I dont know why the phishing tests always use a different font.
We only have to do these tests at all because someone bought a load of Apple gift cards for the "CEO".
My dad was one of the guys who was in charge of administering those to his company. They had different tiers of difficulty, i think ranging from 1-5. They always sent IT and Engineering the 5s and they passed with flying colors.
Hr and finance never got harder than a 2 and they always fucked them up
frigging bad guys
can't get an interview unless you've been doing the exact job they're hiring for for the last five years, but once you're hired they assume it's your first day on earth
Nearly accurate. Apart from corporate job only providing you a laptop after a week or two because someone forgot to notify the IT about your starting date or the IT processing jobs in the order of receiving them rather than urgency of these.
Don't put that shit on IT. HR is the department that can't get the fuckin onboarding form right, can't send it to the right people, or just straight up don't do one and expect us to be mind reader's.

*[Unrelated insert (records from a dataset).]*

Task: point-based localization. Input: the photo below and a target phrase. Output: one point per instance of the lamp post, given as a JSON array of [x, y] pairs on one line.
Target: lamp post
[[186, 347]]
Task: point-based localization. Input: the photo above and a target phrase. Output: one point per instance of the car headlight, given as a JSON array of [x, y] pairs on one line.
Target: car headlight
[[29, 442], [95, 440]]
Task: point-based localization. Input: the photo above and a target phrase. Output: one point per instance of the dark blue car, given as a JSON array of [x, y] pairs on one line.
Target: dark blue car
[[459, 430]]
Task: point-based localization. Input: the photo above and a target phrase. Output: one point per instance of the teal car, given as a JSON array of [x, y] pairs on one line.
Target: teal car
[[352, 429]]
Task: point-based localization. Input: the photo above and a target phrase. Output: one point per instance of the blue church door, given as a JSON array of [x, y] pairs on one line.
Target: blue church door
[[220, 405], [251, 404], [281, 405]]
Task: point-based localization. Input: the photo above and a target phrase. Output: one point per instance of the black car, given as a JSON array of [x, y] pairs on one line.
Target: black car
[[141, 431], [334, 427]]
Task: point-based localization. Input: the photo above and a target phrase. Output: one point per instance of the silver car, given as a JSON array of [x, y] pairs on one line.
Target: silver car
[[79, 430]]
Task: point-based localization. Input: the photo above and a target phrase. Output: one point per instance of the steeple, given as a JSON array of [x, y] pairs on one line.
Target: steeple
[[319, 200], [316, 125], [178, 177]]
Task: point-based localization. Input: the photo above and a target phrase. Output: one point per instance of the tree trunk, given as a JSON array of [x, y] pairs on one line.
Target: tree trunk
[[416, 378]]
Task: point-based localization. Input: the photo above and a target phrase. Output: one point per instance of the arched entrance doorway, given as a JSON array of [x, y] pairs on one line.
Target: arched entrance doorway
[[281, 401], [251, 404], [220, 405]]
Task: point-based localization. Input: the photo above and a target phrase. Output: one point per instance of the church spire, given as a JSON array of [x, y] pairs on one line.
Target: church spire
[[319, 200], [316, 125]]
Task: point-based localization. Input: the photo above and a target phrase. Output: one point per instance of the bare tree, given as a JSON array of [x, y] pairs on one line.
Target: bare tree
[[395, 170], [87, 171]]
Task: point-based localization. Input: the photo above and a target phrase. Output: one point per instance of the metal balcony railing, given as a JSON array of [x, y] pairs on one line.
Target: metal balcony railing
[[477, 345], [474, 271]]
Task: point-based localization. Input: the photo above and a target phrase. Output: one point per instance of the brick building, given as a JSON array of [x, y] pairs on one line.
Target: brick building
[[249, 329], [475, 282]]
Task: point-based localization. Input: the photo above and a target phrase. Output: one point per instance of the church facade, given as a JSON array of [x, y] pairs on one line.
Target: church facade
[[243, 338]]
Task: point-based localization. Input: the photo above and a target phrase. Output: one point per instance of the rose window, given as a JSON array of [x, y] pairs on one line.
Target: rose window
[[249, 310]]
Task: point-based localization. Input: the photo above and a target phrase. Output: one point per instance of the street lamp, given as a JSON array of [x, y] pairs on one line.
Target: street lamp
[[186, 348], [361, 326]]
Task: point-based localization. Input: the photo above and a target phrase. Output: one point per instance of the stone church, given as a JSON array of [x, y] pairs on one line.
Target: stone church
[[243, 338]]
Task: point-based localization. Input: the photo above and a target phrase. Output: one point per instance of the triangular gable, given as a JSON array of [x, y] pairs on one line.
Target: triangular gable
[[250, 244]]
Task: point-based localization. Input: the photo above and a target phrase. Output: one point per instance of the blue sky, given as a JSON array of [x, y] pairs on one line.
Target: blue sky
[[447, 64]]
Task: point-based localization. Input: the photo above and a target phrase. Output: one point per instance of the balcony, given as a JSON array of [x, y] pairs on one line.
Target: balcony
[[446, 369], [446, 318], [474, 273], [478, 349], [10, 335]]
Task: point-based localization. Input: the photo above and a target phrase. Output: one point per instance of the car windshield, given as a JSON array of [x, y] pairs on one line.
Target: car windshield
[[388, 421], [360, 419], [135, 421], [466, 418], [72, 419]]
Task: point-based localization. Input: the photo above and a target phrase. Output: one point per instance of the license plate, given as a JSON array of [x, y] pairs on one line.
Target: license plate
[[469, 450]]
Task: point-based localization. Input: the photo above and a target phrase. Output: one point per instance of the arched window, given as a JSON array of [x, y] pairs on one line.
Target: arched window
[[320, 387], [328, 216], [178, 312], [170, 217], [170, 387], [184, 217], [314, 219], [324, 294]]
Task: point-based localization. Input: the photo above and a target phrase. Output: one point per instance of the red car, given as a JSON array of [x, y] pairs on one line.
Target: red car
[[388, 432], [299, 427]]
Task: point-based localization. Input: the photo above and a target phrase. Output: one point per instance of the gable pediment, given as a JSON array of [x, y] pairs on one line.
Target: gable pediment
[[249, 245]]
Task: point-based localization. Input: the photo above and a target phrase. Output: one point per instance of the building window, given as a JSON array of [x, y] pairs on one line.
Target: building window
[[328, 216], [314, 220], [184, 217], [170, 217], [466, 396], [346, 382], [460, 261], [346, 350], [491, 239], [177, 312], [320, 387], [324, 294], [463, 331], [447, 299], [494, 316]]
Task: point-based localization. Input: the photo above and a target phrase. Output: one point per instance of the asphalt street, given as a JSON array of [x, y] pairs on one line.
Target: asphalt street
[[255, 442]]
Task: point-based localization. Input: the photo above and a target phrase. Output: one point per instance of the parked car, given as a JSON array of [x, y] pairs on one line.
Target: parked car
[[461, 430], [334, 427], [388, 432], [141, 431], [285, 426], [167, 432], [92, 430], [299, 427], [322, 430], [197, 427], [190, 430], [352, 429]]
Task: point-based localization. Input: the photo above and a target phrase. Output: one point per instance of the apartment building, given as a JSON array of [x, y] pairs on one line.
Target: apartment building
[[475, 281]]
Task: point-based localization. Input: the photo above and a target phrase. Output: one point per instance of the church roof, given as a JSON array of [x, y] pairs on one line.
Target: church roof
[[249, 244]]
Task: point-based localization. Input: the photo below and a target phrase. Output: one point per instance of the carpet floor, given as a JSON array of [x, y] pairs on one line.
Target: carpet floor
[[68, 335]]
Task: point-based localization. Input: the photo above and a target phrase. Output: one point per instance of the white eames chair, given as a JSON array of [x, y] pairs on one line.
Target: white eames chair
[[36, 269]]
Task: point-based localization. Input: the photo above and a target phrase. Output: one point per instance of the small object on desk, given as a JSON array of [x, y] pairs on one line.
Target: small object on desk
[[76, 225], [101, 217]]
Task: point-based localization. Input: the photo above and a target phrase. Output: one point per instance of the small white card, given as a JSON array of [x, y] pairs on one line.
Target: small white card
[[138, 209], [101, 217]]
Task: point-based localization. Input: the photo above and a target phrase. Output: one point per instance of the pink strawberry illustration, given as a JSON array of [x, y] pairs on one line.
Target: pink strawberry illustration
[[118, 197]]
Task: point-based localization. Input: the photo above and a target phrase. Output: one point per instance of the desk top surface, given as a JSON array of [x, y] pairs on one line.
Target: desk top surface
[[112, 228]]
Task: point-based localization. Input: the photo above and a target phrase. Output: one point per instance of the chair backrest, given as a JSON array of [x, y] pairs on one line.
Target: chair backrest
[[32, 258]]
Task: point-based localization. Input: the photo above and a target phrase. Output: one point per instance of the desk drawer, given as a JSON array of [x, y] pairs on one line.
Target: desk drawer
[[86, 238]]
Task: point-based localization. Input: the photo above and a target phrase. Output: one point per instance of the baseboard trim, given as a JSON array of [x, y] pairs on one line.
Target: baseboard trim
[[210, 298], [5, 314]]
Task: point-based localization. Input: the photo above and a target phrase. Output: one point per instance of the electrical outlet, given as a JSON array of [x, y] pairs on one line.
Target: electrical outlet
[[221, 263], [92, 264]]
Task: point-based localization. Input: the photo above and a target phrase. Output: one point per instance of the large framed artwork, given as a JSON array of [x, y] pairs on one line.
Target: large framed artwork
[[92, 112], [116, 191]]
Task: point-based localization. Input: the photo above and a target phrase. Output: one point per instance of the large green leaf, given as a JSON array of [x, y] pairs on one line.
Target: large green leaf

I used to work in IT. At one point we ordered like 100 laptops from Dell, and they pretty much just said lol no. Apparently one of the business teams needed to renegotiate our contract with them or something. It was 3 months before we got any computers from Dell. Warranty replacements or otherwise. We had people with 6 figure salaries sharing laptops. We were stealing desktops from engineering to replace production systems. And no, we couldn’t get the green light to just go to Best Buy and buy some computers or anything like that.
Gotta love corporate efficiency.
A password is something we send via email when someone else wants access to the admin account.